64-bit ArcGIS (ArcPy and other software) doesn't support all workspaces that 32-bit ArcGIS does, e.g., personal geodatabases. If the MXD contains one of these workspaces, a 64-bit process can easily hang trying to process it.
Hey, We're getting the same issue for both 32 & 64bit and it only started happening around an installed Windows update KB4593226. Prior to the update our python jobs running via Scheduled Tasks runs through but will not run on the next schedule as the process is already running, due to the fact the process never terminates. We have debugged sys.exit() and it is firing correctly. Our only workaround is to have the following code:
os.kill(os.getpid(),9)
This ensures the process terminates and that batch processing continues.
Hi,
Just to update further. After KB4598243 which superceded the patch mentioned above, the issue started affecting the Interop tool too. With the FME.exe process now not closing down and causing a further problem as the file handles for the logging were inherited and therefore the python Scheduled Task couldn't re-run because of the orphaned FME process.
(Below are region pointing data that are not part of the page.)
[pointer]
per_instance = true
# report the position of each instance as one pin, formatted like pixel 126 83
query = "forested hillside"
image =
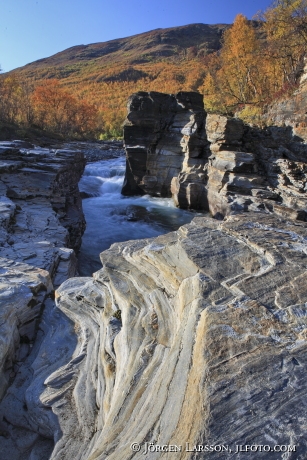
pixel 83 90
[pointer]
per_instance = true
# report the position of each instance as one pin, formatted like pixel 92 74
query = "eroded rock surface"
pixel 198 337
pixel 41 224
pixel 212 162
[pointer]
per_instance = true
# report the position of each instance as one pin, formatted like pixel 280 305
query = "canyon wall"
pixel 192 339
pixel 212 162
pixel 41 224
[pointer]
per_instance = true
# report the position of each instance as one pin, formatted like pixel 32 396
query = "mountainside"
pixel 196 40
pixel 105 74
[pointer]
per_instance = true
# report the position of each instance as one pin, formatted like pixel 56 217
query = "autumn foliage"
pixel 258 62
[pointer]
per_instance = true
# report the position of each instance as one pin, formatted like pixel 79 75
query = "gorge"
pixel 194 337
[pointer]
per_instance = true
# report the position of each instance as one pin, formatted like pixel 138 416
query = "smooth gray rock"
pixel 40 215
pixel 209 347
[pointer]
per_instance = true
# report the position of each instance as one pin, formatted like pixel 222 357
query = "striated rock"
pixel 223 132
pixel 195 337
pixel 162 133
pixel 168 141
pixel 41 223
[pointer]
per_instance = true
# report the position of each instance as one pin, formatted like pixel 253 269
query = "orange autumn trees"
pixel 57 110
pixel 259 61
pixel 237 74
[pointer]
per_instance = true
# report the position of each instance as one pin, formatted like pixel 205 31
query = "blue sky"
pixel 34 29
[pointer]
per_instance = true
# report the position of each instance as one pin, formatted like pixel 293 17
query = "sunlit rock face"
pixel 41 223
pixel 212 162
pixel 166 145
pixel 197 337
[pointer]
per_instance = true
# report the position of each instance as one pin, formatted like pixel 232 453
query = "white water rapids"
pixel 111 217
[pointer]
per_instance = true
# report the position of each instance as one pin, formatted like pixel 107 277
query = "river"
pixel 111 217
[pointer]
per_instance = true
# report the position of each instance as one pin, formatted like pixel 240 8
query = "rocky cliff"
pixel 211 162
pixel 194 338
pixel 41 224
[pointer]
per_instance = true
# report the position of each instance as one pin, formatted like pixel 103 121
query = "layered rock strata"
pixel 161 133
pixel 41 224
pixel 212 162
pixel 197 337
The code below resolved the orphaned FME not shutting down with the Standard signum (,9) kill signal.
## Python for dealing with child processes
parentProcess = psutil.Process(os.getpid())
children = parentProcess.children(recursive=True)
for ofspring in children:
localLogger.write("Child ProcessID: {}".format(ofspring.pid) + " terminating...")
os.kill(ofspring.pid,9)
localLogger.write("Python Process PID: {}".format(os.getpid()) + " terminating...")
os.kill(os.getpid(),9)
You mention batch file. Does the script terminate outside of the batch file?
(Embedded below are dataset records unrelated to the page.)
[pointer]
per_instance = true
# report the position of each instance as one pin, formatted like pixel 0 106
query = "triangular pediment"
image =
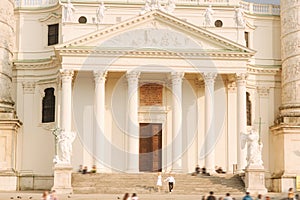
pixel 156 30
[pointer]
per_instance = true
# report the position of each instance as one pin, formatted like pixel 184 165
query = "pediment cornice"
pixel 161 17
pixel 35 64
pixel 156 53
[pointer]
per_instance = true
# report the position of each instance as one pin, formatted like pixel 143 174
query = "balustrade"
pixel 248 7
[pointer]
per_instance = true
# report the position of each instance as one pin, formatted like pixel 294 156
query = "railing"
pixel 251 8
pixel 35 3
pixel 264 9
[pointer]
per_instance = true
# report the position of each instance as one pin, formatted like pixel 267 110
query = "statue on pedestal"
pixel 100 13
pixel 254 149
pixel 68 11
pixel 208 16
pixel 64 140
pixel 239 17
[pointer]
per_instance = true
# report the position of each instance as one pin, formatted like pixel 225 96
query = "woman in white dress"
pixel 159 181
its a runscript.bat file and no it never returns from the python process.
This is just me typing quick but
arcpy script1.py
arcpy.script2.py
It never gets to script2 even tho script1 is in fact finished.
How many MXDs have you tried it with? Does it fail on all of them or just this one?
You have value Joshua! Created new mxd, added 2 layers and the process closed successfully. It was a 10.2.1 mxd originally. wonder what it doesn't like.....
Thank You!
I marked Joshua Bixby 's answer correct since he provided the hint as to the check you didn't try
I don't see how you have the POV to mark this correct. Must get reputation points or something.
64-bit ArcGIS (ArcPy and other software) doesn't support all workspaces that 32-bit ArcGIS does, e.g., personal geodatabases. If the MXD contains one of these workspaces, a 64-bit process can easily hang trying to process it.
Thanks Joshua. Actually - the mxd has about 20 SDE Feature classes. I found if I rebuild the mxd from scratch (same FCs) - same issue. But by trial and error - if I remove one FC (Oracle SDE GDB) it magically works now. Go figure.....Doubt I'll get esri to debug this. Other FCs in the same feature dataset dont' impact it. weird......
Is there a way to identify incompatible workspaces? I'm currently running into this similar issue where an automated publishing script running on 64 Bit Arcpy doesn't release it's process. This script has been working for years for multiple mxd's, but has only just now shown this behaviour after we upgraded to ArcServer 10.8.